7. Concurrent Output Pipeline (graph.py: _output_pipeline)

  • Logic: Once data is successfully retrieved, three independent tasks must be performed: Anomaly Detection, Chart Visualization, and Natural Language Insight Synthesis.
  • Implementation: To minimize latency, these three nodes are submitted to a ThreadPoolExecutor and run concurrently. The system's final latency for this block is bounded entirely by the slowest node (the LLM Insight Synthesizer), reducing sequential execution time drastically.

๐Ÿงฉ Key Architecture Implementations

Dynamic AI Chat Suggestions

Instead of providing users with static "placeholder" questions (e.g., "What are my top products?"), the system uses a dedicated /api/query/suggest endpoint. When a user connects a database, the backend fetches the top 10 tables of their schema and asks the LLM to generate 3-4 custom, highly relevant analytical questions. These are then streamed to the React frontend, allowing the user to begin data analysis in one click without knowing the database layout.

Abstracted Connector System

To support various data sources cleanly, we implemented a BaseConnector abstract class (connectors/base.py). PostgresConnector, CSVConnector, and SQLiteConnector all inherit from this base class and must implement get_schema(), execute_sql(), and load_dataframe(). This factory pattern allows us to trivially add new data sources (like BigQuery or Snowflake) in the future without changing the core LangGraph agent logic.
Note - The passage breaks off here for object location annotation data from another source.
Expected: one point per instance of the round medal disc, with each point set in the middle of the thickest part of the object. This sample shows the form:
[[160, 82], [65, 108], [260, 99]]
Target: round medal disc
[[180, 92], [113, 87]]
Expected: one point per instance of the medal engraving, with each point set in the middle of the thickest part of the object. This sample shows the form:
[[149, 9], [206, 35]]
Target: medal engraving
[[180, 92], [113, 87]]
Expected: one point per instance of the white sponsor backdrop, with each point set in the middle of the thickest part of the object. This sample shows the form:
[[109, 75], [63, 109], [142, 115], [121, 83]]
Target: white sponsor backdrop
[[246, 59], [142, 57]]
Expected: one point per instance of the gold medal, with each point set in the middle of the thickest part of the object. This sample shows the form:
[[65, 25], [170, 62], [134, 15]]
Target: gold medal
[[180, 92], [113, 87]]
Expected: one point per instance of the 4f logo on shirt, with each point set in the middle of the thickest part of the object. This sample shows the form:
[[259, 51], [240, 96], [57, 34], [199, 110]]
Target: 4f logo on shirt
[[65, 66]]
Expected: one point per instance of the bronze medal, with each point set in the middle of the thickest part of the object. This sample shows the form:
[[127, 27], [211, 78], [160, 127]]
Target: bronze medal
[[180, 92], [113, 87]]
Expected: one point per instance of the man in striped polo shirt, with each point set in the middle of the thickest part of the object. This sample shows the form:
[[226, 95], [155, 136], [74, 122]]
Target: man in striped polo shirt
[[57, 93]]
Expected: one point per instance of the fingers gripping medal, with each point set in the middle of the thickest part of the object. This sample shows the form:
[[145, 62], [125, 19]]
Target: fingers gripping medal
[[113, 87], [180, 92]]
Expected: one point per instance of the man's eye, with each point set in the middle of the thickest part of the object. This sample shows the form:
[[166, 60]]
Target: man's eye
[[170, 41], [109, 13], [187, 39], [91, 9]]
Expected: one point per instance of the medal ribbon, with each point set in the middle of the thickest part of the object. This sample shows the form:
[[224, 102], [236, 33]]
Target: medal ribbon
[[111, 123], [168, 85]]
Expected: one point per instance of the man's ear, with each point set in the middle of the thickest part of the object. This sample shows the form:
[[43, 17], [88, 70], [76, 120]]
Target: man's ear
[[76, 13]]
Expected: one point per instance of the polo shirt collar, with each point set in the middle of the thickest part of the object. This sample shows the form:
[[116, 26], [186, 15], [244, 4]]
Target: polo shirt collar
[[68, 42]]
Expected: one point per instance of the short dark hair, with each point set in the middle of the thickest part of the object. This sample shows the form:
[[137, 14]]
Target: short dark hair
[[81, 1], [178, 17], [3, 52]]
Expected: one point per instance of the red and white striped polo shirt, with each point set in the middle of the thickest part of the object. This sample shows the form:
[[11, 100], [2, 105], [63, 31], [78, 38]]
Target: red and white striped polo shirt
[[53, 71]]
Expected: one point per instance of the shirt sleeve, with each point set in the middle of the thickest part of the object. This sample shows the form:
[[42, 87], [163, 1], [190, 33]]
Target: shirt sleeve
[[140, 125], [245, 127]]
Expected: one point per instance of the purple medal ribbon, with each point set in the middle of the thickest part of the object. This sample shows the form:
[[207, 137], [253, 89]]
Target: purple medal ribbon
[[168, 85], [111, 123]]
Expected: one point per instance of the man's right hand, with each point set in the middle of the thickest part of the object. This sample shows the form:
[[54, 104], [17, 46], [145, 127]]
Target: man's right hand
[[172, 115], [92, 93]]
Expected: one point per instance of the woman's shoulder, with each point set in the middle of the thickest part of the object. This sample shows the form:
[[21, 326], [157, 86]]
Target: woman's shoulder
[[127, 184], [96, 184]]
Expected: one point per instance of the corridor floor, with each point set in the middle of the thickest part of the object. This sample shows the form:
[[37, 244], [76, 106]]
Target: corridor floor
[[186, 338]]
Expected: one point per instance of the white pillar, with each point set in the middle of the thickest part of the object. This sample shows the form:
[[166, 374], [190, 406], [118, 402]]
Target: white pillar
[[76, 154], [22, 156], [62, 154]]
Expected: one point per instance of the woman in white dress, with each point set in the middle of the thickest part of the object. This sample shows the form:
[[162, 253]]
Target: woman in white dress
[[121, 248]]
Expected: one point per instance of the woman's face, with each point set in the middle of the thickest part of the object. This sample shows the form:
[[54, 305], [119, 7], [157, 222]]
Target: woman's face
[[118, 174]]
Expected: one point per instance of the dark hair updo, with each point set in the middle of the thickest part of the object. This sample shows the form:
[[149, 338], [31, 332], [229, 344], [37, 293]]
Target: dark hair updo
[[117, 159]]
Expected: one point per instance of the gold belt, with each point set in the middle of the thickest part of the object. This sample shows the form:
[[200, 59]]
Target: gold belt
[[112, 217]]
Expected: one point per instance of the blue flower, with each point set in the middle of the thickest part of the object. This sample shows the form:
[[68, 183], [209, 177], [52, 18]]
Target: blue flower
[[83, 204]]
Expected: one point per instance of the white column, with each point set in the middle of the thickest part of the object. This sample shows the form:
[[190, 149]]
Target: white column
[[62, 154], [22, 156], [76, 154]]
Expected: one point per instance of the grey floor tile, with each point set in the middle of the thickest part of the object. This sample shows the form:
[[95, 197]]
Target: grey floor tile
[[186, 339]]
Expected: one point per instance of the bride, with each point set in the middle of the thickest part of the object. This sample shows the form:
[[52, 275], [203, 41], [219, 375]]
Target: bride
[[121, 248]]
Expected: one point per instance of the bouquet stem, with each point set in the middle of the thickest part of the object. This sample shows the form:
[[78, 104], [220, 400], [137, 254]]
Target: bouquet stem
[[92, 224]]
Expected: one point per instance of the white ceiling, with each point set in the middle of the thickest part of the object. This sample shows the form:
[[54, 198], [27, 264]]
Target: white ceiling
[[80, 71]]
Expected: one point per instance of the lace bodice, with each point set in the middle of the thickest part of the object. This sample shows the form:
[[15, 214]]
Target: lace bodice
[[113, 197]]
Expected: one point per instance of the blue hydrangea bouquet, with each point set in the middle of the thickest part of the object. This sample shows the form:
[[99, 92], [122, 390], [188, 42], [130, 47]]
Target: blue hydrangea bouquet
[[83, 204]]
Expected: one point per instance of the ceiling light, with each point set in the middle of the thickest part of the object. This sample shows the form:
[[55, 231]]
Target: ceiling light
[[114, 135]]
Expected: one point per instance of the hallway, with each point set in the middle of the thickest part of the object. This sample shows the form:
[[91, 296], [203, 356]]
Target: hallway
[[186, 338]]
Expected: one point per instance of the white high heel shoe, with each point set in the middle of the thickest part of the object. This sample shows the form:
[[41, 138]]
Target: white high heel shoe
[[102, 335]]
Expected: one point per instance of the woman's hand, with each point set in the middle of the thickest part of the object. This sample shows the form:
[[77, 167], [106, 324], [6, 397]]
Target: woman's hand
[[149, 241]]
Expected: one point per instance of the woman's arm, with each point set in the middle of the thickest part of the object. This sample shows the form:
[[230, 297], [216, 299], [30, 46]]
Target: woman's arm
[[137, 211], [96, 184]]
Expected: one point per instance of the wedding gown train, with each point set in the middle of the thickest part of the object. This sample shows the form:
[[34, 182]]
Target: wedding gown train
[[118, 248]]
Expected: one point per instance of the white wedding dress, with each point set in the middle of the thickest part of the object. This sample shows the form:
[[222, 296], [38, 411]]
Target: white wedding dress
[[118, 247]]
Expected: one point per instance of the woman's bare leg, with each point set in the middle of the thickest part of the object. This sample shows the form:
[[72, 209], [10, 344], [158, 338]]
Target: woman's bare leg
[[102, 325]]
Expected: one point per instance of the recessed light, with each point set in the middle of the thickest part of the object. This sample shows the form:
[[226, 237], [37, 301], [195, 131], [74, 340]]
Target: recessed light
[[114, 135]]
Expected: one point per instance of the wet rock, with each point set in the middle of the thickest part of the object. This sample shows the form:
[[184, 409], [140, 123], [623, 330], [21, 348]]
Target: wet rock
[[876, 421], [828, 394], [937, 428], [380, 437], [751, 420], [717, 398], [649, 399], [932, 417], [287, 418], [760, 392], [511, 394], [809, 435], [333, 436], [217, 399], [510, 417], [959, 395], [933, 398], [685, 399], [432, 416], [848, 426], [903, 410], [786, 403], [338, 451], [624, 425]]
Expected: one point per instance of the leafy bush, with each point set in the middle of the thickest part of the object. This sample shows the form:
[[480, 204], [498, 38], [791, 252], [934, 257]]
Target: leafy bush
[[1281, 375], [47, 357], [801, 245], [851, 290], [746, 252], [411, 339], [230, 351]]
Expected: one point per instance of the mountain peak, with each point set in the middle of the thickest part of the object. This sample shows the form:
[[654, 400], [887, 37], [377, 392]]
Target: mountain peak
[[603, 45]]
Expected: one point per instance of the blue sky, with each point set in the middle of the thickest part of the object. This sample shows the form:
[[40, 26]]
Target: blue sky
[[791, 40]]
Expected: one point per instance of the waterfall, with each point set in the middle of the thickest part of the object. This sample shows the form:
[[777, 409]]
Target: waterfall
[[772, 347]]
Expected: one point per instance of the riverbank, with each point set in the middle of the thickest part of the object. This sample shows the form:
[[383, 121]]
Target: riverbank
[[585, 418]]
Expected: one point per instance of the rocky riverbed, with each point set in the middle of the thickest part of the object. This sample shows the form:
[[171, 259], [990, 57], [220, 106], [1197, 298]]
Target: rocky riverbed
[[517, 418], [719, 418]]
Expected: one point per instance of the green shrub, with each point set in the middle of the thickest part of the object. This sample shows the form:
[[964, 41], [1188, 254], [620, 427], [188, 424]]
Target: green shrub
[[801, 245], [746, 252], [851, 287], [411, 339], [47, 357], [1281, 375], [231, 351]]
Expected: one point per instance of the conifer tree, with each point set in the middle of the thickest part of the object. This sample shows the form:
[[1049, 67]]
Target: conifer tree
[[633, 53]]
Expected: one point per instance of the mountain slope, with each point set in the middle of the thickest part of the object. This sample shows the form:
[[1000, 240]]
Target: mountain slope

Statelessness for Deployment

The application is designed to be completely stateless to support horizontal scaling on platforms like Hugging Face Spaces or Railway.

  • All session history is managed via Session IDs.
  • Caching is offloaded to Upstash Redis.
  • Long-term memory is persisted in the Neon PostgreSQL metadata database. If the FastAPI pod restarts, no conversational context or data analysis progress is permanently lost.